Here is an example of how this corrosive system works: someone organises a conference with a so-called keynote speaker, the target. After the presentation, the keynote speaker is approached by university apparatchiks and taken to lunch or dinner in a posh place, while these flunkeys flick their “corporate” credit card and offer a lucrative professorship or titular chair, whether or not the invited scholar’s speciality qualifications are needed in the university or not.
In setting aca-zombies against rock stars, university apparatchiks enjoy waving a staffing budget cut in one hand and head-hunting some prestigious name with the other. It is part of a rather entertaining game played by university apparatchiks. Following the neoliberal ideology of free choice, university apparatchiks even offer “some” academics a choice, you can to be working in marvellous luxury or you can be driven to the wall by overwork and underpay inside an academic sweatshop. Buying rock stars is often done by precisely those who  lack any sense of what they are doing to academic standards and scholarly achievement. Michael Burawoy calls these procurers spiralists.

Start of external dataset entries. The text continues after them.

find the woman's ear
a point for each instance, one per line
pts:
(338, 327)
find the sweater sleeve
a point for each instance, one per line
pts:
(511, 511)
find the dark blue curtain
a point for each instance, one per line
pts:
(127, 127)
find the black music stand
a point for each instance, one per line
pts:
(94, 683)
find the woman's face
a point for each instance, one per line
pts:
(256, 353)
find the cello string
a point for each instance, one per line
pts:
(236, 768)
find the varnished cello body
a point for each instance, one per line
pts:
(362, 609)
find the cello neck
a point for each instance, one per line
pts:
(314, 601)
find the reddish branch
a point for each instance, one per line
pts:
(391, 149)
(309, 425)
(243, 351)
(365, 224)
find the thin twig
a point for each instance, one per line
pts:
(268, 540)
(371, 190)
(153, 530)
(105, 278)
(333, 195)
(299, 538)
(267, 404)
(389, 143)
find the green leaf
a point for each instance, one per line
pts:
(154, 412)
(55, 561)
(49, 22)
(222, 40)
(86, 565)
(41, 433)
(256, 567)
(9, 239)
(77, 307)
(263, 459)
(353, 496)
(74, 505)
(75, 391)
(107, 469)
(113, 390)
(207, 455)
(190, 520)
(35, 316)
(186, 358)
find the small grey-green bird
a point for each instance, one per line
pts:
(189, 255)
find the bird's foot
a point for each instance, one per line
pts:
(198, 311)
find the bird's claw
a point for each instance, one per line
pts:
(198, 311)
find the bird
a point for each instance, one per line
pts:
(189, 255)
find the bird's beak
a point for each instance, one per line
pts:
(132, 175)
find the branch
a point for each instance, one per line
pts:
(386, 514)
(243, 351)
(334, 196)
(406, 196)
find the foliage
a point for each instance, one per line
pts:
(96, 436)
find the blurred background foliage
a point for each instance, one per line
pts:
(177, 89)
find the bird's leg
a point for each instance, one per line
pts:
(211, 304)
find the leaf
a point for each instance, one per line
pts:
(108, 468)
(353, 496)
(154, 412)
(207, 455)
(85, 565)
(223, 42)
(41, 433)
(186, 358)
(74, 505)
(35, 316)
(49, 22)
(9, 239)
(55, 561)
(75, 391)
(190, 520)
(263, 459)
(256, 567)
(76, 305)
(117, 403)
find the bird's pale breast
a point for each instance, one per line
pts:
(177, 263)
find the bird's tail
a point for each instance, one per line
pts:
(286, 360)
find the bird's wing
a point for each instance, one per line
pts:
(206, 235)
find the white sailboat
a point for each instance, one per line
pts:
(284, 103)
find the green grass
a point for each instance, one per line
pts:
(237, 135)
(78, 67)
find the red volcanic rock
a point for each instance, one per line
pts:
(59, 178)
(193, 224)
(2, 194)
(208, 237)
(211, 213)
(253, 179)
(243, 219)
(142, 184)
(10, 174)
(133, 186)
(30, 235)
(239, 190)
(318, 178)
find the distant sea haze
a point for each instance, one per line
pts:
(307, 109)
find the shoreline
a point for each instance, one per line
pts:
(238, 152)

Spiralists are top level university apparatchiks and high ranking corporate mandarins who spiral into a university from the outside. Once they are inside, they develop what is called a “signature project,” preferably something that provides good propaganda (officially: public relations) for the university rather than historical knowledge or science. Once this is done, they either spiral upwards or onwards. The first case means promotion, a bigger desk and corporate car, more business-class flights, etc. The second case means leaving the university behind to spiral downwards while they spin out to the next project and the next university.
That they are often corporate executives with little commitment and next to no knowledge of academic culture and the inner workings of a university is irrelevant to the university apparatchiks who spiral them in. Much of this operates under the first law of Managerialism: When things go right, take the credit; but when things go bad, blame someone else. Beyond that, university apparatchiks working in conjunction with spiralists, harden Managerialism’s control. This establishes three defining features:
1) it further entrenches a subconscious belief held by university apparatchiks that all academics are only out for themselves – projecting their own ideological belief-system onto others;
2) the only way to make academics work is by measuring and controlling them through a wide range of assessment metrics; and finally,
3) an overall focus on what is euphemistically labelled “hard numbers”, “measurable outputs” and to achieve that the all important and very controlling metrics must be placed on academics work in the hope that this will lead to an increase in the university’s reputation (i.e. impression management).
For university apparatchiks, the application of the menacing techniques of Managerialism deliberately creates a pervasive culture of intellectual mediocrity enhancing two old favourites of all management: control and intimidation.